Expression of sialyltransferase 2 increases the activity of other Golgi resident glycosyltransferases

SPESSOTT W.; CRESPO P.M,; DANIOTTI J.L.; MACCIONI H.J.F.

Mar del Plata, Argentina

Congreso; 43 Reunión anual de la Sociedad Argentina de Investigación en Bioquímica y Biología Molecular (SAIB); 2007

Sociedad Argentina de Investigación en Bioquímica y Biología Molecular (SAIB)
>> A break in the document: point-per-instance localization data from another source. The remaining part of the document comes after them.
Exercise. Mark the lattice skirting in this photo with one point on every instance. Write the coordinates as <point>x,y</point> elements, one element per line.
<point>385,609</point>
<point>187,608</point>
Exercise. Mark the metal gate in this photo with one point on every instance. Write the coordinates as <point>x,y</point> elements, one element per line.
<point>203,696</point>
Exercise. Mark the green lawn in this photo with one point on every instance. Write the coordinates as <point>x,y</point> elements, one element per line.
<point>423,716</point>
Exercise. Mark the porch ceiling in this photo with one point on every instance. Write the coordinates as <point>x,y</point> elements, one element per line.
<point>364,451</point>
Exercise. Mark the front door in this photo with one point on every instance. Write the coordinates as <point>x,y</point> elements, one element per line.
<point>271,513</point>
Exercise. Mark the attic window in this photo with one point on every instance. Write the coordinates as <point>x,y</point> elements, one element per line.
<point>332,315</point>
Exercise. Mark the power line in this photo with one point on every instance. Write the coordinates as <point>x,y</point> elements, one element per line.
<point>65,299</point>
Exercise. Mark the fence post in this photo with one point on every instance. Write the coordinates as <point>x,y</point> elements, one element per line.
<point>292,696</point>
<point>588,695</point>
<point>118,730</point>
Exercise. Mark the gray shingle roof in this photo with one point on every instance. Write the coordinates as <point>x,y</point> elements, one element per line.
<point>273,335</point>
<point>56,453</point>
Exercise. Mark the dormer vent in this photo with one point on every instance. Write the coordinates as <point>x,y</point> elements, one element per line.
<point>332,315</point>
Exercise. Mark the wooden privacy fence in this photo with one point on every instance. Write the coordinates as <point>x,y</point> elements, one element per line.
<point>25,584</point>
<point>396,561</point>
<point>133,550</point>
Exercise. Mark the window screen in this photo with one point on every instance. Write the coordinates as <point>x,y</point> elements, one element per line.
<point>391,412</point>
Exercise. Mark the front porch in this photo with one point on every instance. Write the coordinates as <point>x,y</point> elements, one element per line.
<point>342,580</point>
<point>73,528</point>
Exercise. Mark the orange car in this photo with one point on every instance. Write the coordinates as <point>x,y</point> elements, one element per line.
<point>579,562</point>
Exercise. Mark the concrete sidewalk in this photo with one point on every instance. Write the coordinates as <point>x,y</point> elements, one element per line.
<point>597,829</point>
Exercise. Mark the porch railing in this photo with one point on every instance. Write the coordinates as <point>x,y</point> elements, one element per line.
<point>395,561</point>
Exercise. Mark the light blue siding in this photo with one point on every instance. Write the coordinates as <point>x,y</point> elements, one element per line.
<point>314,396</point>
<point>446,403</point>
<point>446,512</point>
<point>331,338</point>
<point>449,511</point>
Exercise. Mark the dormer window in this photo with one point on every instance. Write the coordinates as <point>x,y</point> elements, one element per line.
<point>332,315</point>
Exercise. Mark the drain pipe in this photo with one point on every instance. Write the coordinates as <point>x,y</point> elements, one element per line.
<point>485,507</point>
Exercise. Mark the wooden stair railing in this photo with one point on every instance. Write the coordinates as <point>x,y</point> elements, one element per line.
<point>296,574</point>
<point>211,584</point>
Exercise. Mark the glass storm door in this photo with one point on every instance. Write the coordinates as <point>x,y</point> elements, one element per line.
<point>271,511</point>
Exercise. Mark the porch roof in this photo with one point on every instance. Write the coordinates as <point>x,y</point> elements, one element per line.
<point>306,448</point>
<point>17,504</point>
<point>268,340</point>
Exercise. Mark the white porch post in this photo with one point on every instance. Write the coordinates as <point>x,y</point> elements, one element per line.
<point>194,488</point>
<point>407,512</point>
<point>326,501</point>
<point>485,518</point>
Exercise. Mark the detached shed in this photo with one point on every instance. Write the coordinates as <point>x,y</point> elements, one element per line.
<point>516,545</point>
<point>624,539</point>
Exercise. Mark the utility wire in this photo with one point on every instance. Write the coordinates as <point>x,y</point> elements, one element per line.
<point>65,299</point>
The activity of the endogenous galactosyltransferase 1 (GalT1) and sialyltransferase 1 (Sial T1) of CHO-K1 cells were increased 1.4 and 2.3 fold, respectively, in a cell clone (ST18) stably expressing sialyltransferase 2 (SialT2). Here we show, by biochemical assays, that this activation was neither due to the appareance of activators (i.e. glycolipid products) nor to evident stabilization of GalT1 and SialT1. Real-time PCR experiments failed to demonstrate transcriptional activation of GalT1 and SialT1 genes. Since SialT2 forms a complex with GalT1 and Sialt1 with participation of their N-terminal domains (Ntd), we looked for the activation of GalT1 and SialT1 in a cell clone that stably express the NtD of SialT2 fused to the GFP. Results showed a poor activity of the Ntd of SialT2 to activate GalT1 and SialT1. Taken together, these results indicate that activation of GalT1 and SialT1 by SialT2 is associated to its lumenal domain, and reinforce the possibility previously advanced of an effect on the topological organization of these enzymes along the Golgi complex (Uliana et al., 2006).